Tobold's Blog
Friday, June 30, 2006
 
The end of evil

When last year Edward Castronova argued on Terra Nova that Horde characters in World of Warcraft are evil, he was widely ridiculed. There is no "evil" in World of Warcraft, players of either faction are constantly on quests that are helping somebody else. Whether you are a holy paladin or a demon-summoning warlock, it doesn't change the way in which you help the farmer get the deed to his farm back from the evil bandits. There is no moral choice, no option to sell the deed to the highest bidder instead of returning it for a lousy reward. Even the undead are "good" undead, fighting the evil scourge undead.

If a game like Black & White, or Knights of the Old Republic, or Fable, gives you the option to play good or evil, that is just a thinly disguised way to enable you to play the game twice. You chose evil or good by what you think is more useful to beat the game, and then if you play it again, you chose the other side, just to see something new. It is not a moral choice, but a tactical one. We don't feel that burning down a virtual village in a game world and killing the inhabitants is an evil act, after all those are just colored pixels that don't feel anything. Advancing in the game is the most important, even that means that in the next mission we have to throw Napalm on that Vietnamese village to continue.

All that ends us in a total inability between gamers and anti-game advocates or politicians to understand each other. The gamer picks up minor points that the criticism got wrong, like "there are no points in GTA for shooting and raping hookers", and fails to see that the criticism otherwise wasn't all that unjustified. Most of what you do in GTA *is* a depiction of very, very evil behavior. By the time you finished the game you have committed more crimes than any known peace-time gangster. The anti-gamer fails to see that all these crimes are virtual, and don't lead to you going out and doing the same in real life.
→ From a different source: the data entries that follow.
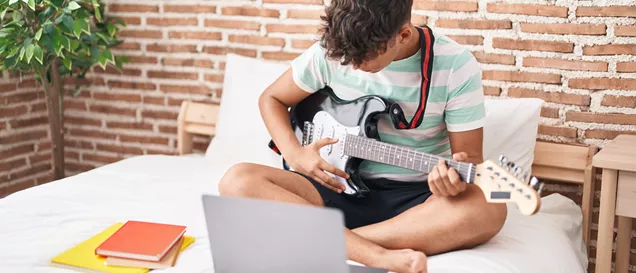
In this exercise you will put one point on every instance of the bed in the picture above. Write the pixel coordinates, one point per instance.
(41, 222)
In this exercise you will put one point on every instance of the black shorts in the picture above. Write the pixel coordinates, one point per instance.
(386, 199)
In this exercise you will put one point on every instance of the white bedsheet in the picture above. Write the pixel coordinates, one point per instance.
(41, 222)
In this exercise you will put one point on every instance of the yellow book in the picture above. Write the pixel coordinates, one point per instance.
(82, 256)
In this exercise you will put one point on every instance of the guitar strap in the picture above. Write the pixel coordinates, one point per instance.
(427, 40)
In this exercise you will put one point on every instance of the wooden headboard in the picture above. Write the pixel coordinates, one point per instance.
(567, 163)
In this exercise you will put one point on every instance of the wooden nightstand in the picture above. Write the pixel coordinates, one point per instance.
(618, 198)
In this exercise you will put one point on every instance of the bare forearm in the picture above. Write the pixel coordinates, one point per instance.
(276, 118)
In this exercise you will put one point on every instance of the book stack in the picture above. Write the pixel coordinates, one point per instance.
(133, 247)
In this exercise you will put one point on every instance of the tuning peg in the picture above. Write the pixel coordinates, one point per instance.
(536, 185)
(503, 160)
(524, 177)
(534, 181)
(510, 165)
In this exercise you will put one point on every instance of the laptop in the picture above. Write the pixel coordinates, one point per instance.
(260, 236)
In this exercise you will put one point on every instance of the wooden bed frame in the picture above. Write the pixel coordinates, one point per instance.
(565, 163)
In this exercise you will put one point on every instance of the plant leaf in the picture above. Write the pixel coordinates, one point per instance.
(103, 37)
(57, 3)
(68, 63)
(39, 55)
(68, 21)
(38, 35)
(98, 14)
(65, 42)
(73, 5)
(29, 52)
(57, 44)
(111, 29)
(22, 52)
(77, 28)
(74, 44)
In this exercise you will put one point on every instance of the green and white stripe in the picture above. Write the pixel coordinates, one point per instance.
(455, 103)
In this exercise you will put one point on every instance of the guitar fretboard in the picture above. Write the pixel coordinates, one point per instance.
(395, 155)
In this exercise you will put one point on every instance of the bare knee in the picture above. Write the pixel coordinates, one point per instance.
(239, 181)
(481, 220)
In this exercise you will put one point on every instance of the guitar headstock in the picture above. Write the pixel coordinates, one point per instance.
(505, 183)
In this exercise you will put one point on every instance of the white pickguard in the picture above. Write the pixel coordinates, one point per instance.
(325, 126)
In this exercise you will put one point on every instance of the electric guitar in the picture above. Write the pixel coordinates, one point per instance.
(354, 123)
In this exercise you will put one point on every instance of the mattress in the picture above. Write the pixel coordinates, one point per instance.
(38, 223)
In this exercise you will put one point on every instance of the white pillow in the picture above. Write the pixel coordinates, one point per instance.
(511, 130)
(241, 135)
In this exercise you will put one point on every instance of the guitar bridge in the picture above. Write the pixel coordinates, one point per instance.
(308, 133)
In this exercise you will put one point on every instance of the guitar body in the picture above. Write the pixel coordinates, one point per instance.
(355, 124)
(333, 117)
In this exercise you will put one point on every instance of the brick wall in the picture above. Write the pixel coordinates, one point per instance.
(579, 56)
(25, 151)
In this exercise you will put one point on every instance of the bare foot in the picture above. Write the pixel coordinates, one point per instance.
(403, 261)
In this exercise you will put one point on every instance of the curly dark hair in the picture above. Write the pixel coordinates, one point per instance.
(355, 31)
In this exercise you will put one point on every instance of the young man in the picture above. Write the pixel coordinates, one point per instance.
(370, 47)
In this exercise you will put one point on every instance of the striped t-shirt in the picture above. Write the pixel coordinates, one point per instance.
(455, 102)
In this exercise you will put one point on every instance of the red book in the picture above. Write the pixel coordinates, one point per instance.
(141, 241)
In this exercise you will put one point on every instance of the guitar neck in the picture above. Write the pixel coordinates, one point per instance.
(373, 150)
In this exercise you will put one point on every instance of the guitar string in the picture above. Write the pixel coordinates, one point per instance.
(414, 156)
(393, 151)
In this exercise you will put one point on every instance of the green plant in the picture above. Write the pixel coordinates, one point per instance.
(53, 39)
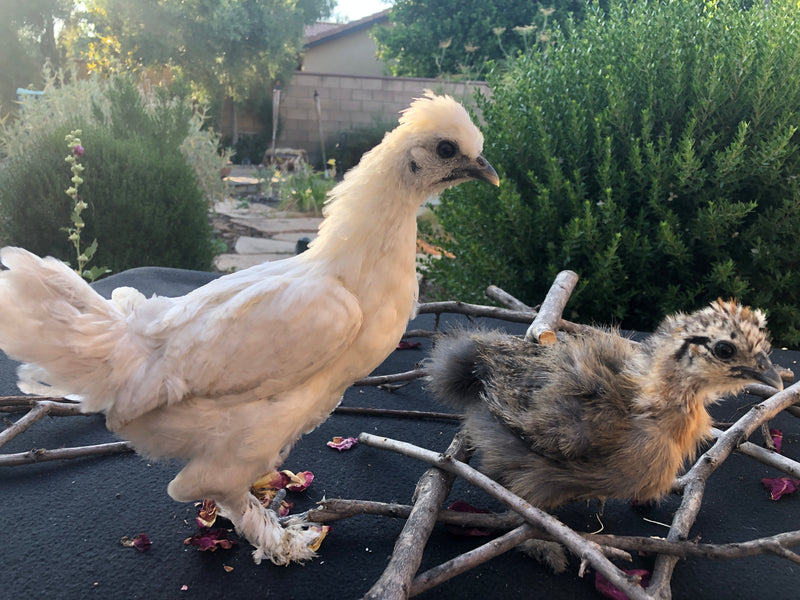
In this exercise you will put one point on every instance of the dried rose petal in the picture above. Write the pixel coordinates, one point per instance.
(777, 439)
(341, 443)
(780, 486)
(141, 542)
(298, 482)
(403, 345)
(207, 514)
(211, 539)
(274, 480)
(461, 506)
(609, 590)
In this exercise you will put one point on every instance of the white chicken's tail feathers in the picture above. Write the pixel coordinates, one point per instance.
(68, 334)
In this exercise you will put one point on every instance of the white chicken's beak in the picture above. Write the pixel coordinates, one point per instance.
(481, 169)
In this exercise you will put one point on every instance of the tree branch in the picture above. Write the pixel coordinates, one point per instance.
(42, 454)
(544, 326)
(694, 480)
(431, 492)
(586, 551)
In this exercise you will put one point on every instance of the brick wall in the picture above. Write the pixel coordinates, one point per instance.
(349, 103)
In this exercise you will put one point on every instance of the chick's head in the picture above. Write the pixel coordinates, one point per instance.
(719, 349)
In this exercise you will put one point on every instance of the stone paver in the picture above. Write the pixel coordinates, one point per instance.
(281, 231)
(251, 245)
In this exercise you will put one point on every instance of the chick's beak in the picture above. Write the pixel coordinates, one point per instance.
(481, 169)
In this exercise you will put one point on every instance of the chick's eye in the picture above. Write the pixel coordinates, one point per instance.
(446, 149)
(724, 350)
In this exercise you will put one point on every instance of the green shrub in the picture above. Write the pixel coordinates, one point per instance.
(653, 151)
(144, 203)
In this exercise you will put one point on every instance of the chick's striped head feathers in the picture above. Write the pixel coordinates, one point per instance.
(724, 345)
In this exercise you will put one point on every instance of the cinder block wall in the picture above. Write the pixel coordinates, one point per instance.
(350, 103)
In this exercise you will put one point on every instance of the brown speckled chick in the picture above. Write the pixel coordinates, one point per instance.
(598, 417)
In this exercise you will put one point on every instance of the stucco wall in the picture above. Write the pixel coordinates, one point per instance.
(350, 102)
(354, 54)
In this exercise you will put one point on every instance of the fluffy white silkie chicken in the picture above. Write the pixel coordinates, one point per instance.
(229, 376)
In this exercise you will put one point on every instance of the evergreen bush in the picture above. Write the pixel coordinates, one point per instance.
(653, 150)
(145, 205)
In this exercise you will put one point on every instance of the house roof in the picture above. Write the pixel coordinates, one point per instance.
(319, 33)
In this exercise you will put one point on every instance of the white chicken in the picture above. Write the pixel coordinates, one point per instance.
(229, 376)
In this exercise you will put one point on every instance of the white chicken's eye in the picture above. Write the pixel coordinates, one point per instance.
(446, 149)
(724, 350)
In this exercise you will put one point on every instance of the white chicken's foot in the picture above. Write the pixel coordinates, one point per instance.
(281, 545)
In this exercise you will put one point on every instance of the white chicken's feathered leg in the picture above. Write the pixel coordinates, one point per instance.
(279, 544)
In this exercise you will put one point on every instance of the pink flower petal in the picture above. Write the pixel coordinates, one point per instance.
(273, 480)
(298, 482)
(207, 514)
(461, 506)
(403, 345)
(780, 486)
(777, 439)
(341, 443)
(141, 542)
(609, 590)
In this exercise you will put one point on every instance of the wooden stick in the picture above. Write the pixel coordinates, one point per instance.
(331, 510)
(694, 480)
(544, 326)
(475, 310)
(503, 297)
(432, 490)
(42, 454)
(464, 562)
(37, 413)
(388, 412)
(764, 456)
(586, 551)
(393, 378)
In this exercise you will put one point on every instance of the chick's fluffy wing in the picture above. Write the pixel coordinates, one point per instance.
(254, 342)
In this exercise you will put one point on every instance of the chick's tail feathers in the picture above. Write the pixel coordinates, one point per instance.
(455, 367)
(67, 334)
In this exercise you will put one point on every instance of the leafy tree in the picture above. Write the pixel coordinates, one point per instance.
(429, 38)
(232, 48)
(654, 151)
(27, 40)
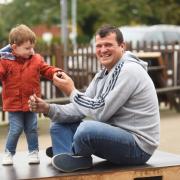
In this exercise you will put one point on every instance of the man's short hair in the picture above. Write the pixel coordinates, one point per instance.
(105, 30)
(20, 34)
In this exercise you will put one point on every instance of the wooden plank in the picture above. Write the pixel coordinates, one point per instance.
(168, 89)
(162, 164)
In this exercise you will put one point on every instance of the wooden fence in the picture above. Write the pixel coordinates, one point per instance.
(81, 64)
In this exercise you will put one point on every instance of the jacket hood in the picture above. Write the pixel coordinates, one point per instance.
(129, 56)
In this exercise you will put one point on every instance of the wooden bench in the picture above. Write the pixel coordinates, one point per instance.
(161, 166)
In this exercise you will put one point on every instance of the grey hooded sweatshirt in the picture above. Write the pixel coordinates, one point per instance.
(124, 97)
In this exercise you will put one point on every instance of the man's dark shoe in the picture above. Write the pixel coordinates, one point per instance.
(49, 152)
(68, 163)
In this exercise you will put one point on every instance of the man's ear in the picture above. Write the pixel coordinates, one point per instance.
(13, 46)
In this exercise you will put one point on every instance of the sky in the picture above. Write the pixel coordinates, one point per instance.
(4, 1)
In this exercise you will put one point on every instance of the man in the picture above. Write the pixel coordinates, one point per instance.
(120, 103)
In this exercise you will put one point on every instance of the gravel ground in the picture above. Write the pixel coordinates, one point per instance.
(170, 133)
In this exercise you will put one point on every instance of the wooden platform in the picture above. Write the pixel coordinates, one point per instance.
(162, 166)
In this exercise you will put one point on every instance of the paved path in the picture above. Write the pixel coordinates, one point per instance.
(170, 134)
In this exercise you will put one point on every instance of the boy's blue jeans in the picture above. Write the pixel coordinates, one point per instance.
(92, 137)
(19, 121)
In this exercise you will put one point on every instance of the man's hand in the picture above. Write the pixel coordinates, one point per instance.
(63, 82)
(38, 105)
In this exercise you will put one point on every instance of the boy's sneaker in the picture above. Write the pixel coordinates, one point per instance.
(49, 152)
(33, 157)
(7, 159)
(68, 163)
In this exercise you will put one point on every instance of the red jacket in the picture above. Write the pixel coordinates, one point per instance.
(20, 79)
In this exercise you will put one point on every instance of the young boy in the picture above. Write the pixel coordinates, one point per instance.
(20, 70)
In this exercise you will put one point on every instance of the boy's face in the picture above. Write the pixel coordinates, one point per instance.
(24, 50)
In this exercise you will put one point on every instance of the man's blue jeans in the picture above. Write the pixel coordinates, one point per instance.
(92, 137)
(19, 121)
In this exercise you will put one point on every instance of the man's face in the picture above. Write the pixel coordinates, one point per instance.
(24, 50)
(108, 51)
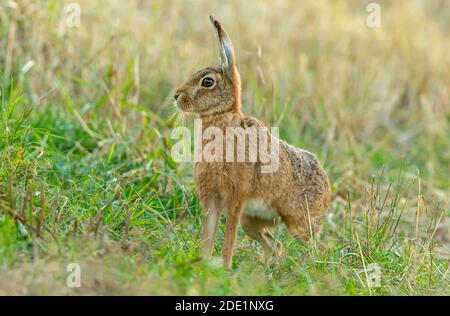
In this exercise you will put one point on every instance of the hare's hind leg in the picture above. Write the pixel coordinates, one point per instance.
(261, 231)
(212, 210)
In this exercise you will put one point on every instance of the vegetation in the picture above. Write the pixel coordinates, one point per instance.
(86, 174)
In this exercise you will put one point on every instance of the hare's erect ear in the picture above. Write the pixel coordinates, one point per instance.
(226, 47)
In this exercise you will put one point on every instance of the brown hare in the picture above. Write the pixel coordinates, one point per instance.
(297, 192)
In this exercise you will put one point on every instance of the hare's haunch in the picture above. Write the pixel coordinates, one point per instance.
(297, 190)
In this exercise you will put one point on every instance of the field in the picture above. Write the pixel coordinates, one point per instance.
(86, 174)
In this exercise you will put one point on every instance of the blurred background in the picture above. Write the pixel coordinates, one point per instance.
(372, 102)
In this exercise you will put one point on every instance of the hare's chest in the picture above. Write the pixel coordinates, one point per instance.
(228, 179)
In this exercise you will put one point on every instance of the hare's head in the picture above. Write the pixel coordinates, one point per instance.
(213, 90)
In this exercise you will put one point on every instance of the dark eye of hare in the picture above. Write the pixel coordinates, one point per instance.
(207, 82)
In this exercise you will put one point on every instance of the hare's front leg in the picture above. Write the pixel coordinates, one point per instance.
(233, 216)
(211, 208)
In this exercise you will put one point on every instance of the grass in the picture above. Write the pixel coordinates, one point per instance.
(86, 174)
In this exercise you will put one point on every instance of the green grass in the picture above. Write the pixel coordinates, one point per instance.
(86, 174)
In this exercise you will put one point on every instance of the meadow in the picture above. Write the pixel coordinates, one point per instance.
(87, 177)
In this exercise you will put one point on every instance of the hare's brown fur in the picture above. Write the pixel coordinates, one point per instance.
(298, 192)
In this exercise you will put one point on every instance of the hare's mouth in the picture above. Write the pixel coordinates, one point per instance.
(184, 104)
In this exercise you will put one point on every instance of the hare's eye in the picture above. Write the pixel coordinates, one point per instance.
(207, 82)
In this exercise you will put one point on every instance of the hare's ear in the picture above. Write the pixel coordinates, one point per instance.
(226, 48)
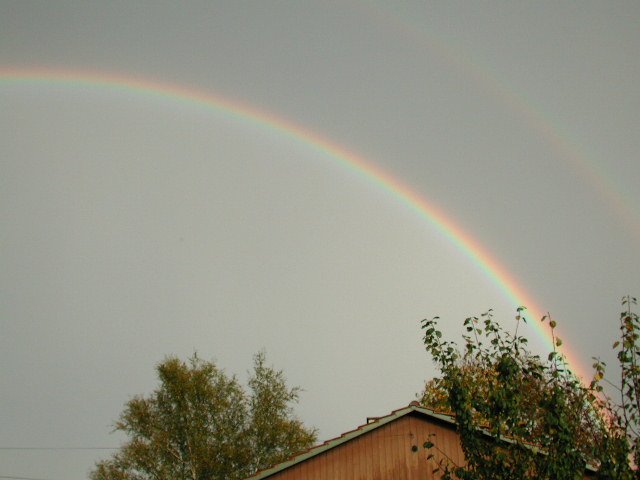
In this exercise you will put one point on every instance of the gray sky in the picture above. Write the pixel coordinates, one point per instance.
(138, 226)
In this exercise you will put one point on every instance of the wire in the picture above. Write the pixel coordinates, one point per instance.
(58, 448)
(20, 478)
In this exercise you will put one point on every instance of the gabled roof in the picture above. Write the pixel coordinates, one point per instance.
(376, 423)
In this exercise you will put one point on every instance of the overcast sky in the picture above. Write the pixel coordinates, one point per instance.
(137, 226)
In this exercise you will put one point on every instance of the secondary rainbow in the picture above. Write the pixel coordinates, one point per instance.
(425, 210)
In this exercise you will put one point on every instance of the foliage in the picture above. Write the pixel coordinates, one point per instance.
(201, 424)
(520, 416)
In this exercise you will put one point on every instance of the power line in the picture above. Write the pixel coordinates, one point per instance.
(58, 448)
(21, 478)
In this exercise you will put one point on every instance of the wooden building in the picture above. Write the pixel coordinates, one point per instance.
(385, 448)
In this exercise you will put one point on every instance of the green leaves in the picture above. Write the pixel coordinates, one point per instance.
(202, 424)
(496, 385)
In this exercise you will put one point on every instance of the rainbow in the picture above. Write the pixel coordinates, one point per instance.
(594, 175)
(349, 160)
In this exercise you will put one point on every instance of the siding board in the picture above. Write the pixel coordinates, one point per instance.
(382, 453)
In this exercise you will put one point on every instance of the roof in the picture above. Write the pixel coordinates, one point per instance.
(375, 423)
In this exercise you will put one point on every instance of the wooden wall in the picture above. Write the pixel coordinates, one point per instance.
(383, 454)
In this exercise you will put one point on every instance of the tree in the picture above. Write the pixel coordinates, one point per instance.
(522, 417)
(201, 424)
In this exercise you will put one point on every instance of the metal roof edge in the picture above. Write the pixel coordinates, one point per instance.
(350, 435)
(368, 427)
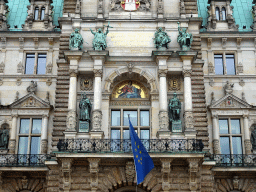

"Evil" has become a joke. In Dragon Quest 8 one of the heroes has a special combat move with whirling axes, called "Axes of Evil", har, har, nice joke on George Bush. But I wonder if all this making light of evil, all this gaming without true moral choices, is not making the medium of video games poorer. Fact is that in the real world there is real evil, guys like Sadam Hussein, Kim Jong-il, or Robert Mugabe aren't just "misunderstood". And evil isn't limited to crazy dictators, there are people everywhere that like to be cruel to others. And ordinary people have to make hard moral choices sometimes, between good and evil. Previous entertainment media understood that, and made good and evil a major recurring theme in many books and movies. Only video games present the end of evil, a world in which neither good nor evil matters, where "evil" is just a thin plot element to explain why you as the hero have to go out and kill that boss. We end up with players in online games doing evil things that actually hurt real people, if just in a minor way, and not even realizing the difference. GTA won't turn anybody into a mass murderer, but it is hard to believe that hundreds of hours of inconsequential evil and violence should have no effect whatsoever on how you perceive evil and violence in the real world.
Comments:
Yes, there's evil in rl. Yes, movies, books, and other non-pariticipatory mediums portray true evil in all its evilness. But in a participatory medium, you can't (or shouldn't) have actual evil acts - it would be asking 16 year olds to role-play sick, disgusting, twisted acts. That can't be healthy.

Having players rape women or kill babies wouldn't add anything to a video game except a shock factor, at risk or real psychological damage. If virtual reality becomes so good it is indistiguishable from real life, would it be harmful to allow players to murder people?

Sammy
 
Interesting. I'd have said that, certainly on the RP servers, there's very much an understanding of different moral compasses. (I don't like the term "evil" - it's intellectual shorthand, easily abused, and rarely useful in discussion)

Indeed, much of the roleplaying potential and story potential in WoW comes from the tensions between the different views of good and evil. Should we fight the Horde or make peace with them? Are the Forsaken justified in their plague research? Are the Cenarion Circle weak or restrained? Are the activities of warlocks pragmatic or morally dubious?
 
Evil may be represented without consequences in video games but does real life actually attach consequences to evil? Only acts of violence or straight-out theft tend to have punishment in society. Other acts which most people would agree to be "evil" are routinely done by politicians, businessmen, and lawyers without anything illegal having been done. Society only punishes acts which directly harm an individual. A 20% interest rate may be causing mental anquish to a person but the bank is not punished.

Online worlds are the same. You cannot directly harm someone through the game. Thus your actions should only be limited by your own morality. For every griefer I meet in a game who likes to kill people I meet five individuals who are willing to help others.

Video games don't have consequences for evil actions because its realized in a fantasy world the only real definition of evil is defined in a players mind.
 
I'm not touching this thread with a 10'-pole
 
Of course it's only fantasy but I've always been curious about my very religous acquaintances that have consistently chosen the "evil" side, races, factions, etc. in ALL of the games that we've play together, while I, the non church-goer has always chosen good.

I've always wanted to ask them why Freeport, Shadow and Horde?? But I don't want to be nosey or tread on something personal. Yet i'm very curious.